Les constructions anarchiques dans les différents quartiers du morne Bienac ont attiré l'attention du ministre Pierre-Louis, qui a invité les autorités municipales à reprendre en main le contrôle urbanistique.

Le haut fonctionnaire exhorte « les citoyens à faire preuve de civisme et à adopter des comportements écoresponsables afin de préserver le milieu naturel et de garantir la sécurité des personnes et des biens ».

Gonaïves : la mémoire du cauchemar cyclonique

Les vieux démons des tragédies traversées par les habitants et habitantes des Gonaïves semblent resurgir chaque fois que la météo se montre menaçante. La mémoire gonaïvienne des cyclones Jeanne et Hanna est encore vivante.

En septembre 2004, la tempête tropicale Jeanne a frappé la cité de l'Indépendance avec une violence dévastatrice. Selon le bilan final établi par la Direction de la protection civile, la catastrophe a fait environ 3 000 morts et disparus, tandis que plus de 300 000 personnes se sont retrouvées sinistrées.
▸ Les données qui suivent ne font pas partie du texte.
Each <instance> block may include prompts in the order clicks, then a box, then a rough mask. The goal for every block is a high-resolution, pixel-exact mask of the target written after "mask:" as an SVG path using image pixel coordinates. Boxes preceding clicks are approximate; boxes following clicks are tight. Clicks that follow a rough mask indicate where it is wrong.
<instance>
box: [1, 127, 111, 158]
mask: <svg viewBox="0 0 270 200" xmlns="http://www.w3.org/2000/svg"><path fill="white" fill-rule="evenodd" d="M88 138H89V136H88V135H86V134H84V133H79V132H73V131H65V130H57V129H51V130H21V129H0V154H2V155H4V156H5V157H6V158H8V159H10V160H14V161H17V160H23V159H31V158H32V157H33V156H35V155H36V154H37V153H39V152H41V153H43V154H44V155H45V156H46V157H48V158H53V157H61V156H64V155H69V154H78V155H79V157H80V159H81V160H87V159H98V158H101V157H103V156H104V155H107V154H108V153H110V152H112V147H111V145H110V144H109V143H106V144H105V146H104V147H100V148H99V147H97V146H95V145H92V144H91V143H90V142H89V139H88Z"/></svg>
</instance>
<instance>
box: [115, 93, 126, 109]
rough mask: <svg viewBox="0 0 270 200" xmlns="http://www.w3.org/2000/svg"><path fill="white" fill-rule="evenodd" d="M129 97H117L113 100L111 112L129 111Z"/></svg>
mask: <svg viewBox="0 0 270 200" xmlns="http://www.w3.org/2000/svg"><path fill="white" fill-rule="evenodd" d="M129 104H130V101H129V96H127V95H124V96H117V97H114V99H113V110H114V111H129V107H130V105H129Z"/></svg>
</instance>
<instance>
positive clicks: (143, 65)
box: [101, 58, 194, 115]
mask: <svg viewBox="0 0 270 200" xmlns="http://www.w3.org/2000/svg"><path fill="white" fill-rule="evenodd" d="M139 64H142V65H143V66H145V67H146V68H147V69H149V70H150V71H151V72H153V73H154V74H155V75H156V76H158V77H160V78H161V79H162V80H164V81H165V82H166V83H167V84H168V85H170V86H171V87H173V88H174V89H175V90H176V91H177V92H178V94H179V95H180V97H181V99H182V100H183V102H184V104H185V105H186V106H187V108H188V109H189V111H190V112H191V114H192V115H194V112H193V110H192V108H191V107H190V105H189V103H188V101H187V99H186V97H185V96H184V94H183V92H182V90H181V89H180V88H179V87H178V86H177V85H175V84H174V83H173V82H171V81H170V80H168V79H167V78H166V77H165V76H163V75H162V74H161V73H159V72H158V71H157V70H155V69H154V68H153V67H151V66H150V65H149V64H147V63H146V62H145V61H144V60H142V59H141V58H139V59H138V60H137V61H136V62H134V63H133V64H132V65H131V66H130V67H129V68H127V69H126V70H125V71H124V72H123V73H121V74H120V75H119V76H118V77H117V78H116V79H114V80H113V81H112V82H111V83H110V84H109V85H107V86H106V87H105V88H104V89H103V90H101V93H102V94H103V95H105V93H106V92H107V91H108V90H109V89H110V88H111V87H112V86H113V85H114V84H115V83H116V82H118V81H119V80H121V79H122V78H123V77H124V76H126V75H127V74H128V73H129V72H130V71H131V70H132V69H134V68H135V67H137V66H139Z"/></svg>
Quatre ans plus tard, au début du mois de septembre 2008, la ville a replongé dans le même cauchemar. Le passage de la tempête tropicale Hanna a coûté la vie à plus d'une centaine de personnes. Ce bilan a été alourdi par le passage successif des tempêtes Gustav et Ike au cours des mêmes semaines.

Le nombre de familles sinistrées s'est élevé à plusieurs milliers dans une ville une fois de plus submergée et meurtrie par des dégâts matériels considérables.

Vingt-deux ans se sont écoulés depuis que cette peur hante la ville. Pendant ce temps, gouvernements nationaux et conseils municipaux se sont succédé à la tête du pays et de la commune. Citoyens et citoyennes semblent parfois ne pas se préoccuper de la préservation de l'environnement et de leur espace de vie. Et Gonaïves continue à être de plus en plus vulnérable sur le plan environnemental.